Just like to add a word of caution though. Some forms of Alcohol will dissolve acrylic paints. Colourfix sanded papers have their abrasive powder added to an acrylic paint and then this is screen printed on to watercolour paper. Possibly the case with some other sanded papers also, but I cannot obtain anything else here, so really don't know. Methylated spirits is great for cleaning my tile palettes and acrylic paint off my clothes and I've used it lightly to wash in a pastel underpainting, but I aim to get it dry as quickly as possible to avoid dissolving the acrylic layer on my sanded paper.
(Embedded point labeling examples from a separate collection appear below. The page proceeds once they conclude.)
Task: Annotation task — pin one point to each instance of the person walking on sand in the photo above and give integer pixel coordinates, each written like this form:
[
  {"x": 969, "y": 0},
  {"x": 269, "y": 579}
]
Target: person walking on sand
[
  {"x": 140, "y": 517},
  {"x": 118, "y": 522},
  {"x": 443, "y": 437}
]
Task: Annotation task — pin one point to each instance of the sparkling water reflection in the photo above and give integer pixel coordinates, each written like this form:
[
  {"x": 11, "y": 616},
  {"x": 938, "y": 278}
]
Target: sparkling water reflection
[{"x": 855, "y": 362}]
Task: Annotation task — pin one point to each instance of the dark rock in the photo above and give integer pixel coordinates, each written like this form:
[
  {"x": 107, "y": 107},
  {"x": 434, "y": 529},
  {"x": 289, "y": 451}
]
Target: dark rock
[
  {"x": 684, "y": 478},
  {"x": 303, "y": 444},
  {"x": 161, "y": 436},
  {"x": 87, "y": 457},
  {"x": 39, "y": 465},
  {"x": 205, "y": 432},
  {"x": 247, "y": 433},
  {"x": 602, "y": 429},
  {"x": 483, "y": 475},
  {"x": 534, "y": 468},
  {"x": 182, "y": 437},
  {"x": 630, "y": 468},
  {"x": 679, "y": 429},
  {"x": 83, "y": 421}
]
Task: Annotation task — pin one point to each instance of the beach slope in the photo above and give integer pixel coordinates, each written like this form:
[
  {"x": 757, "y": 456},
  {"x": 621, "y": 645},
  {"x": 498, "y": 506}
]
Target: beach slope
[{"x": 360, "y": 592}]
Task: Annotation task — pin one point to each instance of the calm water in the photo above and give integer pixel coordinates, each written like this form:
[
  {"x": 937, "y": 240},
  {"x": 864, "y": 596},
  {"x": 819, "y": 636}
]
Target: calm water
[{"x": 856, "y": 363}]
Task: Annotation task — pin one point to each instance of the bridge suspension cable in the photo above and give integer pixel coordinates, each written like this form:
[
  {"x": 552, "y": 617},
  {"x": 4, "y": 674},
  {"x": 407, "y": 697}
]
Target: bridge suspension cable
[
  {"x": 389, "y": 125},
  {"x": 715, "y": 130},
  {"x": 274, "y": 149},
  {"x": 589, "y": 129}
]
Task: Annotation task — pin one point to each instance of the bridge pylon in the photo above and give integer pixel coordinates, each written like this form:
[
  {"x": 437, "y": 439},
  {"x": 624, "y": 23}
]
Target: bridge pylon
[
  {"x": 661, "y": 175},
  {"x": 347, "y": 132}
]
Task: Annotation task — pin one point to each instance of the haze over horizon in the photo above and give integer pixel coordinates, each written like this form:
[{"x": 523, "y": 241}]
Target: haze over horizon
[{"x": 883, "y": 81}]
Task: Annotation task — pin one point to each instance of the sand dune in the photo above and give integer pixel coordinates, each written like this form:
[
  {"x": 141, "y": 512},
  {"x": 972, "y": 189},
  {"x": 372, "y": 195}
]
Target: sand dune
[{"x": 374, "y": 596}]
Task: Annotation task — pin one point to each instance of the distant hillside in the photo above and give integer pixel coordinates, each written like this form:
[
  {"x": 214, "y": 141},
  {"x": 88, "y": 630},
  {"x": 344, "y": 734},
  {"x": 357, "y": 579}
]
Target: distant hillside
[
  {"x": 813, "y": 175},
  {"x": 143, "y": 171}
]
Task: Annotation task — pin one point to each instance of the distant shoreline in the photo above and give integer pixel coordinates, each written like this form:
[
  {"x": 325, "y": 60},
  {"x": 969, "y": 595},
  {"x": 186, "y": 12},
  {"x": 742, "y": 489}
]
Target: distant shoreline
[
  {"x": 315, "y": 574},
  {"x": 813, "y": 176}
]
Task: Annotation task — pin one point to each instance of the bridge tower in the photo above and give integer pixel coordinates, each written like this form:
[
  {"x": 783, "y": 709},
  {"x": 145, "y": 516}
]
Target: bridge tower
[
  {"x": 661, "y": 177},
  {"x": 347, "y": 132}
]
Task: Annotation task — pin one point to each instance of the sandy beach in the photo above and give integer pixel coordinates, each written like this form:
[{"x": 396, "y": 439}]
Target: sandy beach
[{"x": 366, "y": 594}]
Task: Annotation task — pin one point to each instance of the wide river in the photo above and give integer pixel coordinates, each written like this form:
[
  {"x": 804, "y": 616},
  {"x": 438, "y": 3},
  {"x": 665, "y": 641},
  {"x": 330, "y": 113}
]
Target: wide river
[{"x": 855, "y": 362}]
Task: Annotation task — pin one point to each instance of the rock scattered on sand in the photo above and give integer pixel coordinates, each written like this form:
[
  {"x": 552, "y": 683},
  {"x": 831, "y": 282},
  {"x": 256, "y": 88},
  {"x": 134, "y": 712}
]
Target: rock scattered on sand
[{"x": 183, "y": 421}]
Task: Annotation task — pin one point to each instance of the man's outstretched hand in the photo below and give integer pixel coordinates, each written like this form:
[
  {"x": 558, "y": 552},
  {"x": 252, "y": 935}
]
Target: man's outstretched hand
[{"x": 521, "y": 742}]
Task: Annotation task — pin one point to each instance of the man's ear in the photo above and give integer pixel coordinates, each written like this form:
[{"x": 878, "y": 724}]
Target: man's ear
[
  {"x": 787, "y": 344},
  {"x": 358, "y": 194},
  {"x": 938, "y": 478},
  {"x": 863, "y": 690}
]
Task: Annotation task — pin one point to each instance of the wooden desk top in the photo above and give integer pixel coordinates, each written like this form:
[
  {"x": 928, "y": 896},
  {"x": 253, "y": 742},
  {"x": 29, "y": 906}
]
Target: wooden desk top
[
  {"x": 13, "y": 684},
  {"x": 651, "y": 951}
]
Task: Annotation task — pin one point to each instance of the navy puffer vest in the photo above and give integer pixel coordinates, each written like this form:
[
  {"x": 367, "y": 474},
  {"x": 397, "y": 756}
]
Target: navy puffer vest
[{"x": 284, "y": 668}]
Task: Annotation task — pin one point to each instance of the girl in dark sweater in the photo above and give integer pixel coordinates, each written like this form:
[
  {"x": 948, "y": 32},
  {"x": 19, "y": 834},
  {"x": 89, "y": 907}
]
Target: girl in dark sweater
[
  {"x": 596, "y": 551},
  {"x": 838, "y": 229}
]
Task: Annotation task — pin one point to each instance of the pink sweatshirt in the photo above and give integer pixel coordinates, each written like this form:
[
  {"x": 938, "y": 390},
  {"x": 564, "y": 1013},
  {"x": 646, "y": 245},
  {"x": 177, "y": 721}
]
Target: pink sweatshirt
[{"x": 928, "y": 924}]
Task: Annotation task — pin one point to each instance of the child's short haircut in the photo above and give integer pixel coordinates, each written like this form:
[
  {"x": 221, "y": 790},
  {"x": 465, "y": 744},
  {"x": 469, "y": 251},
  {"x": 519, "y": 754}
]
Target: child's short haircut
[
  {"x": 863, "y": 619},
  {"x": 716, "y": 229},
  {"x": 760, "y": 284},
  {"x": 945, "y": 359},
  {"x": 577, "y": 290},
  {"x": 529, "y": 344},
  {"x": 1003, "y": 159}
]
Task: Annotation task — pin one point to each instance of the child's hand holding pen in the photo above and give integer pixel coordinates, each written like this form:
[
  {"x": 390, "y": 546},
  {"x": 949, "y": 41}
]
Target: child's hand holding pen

I do a lot of flapping of paper and wafting it in the breeze and never let it dry sitting flat on a table where the metho might pool and melt the acrylic.

Because the colourfix does not absorb water, I often use plain old water to do my under painting and it's quick to dry if you have a hairdryer handy. I've also used Vodka, odourless turps and (my favourite) Spectrafix fixative applied heavily enough to cause runs. As I dilute the Spectrafix concentrate with vodka, this is just a variation on the plain vodka method. None of these are any danger to the acrylic binder on the paper.

More often than not, I just smooch the first light pastel layer in with a finger - after all, this initial layer is not very important in the whole scheme of things. It's just a method of covering the bare paper in the quickest, least wasteful manner. I don't give a fig about smooching my hands around in any art medium and pastels least of all.

All our biological clocks are ticking down from the moment of birth, so a few less seconds of life due to any chemicals found in my art materials is neither here nor there in the broad scheme of life. I always use a hand barrier cream anyway.

I've tried gouache and find it fills up the tooth equivalent to a two or three layers of pastel, so only use it where I have a shaft of light required on a dark background paper.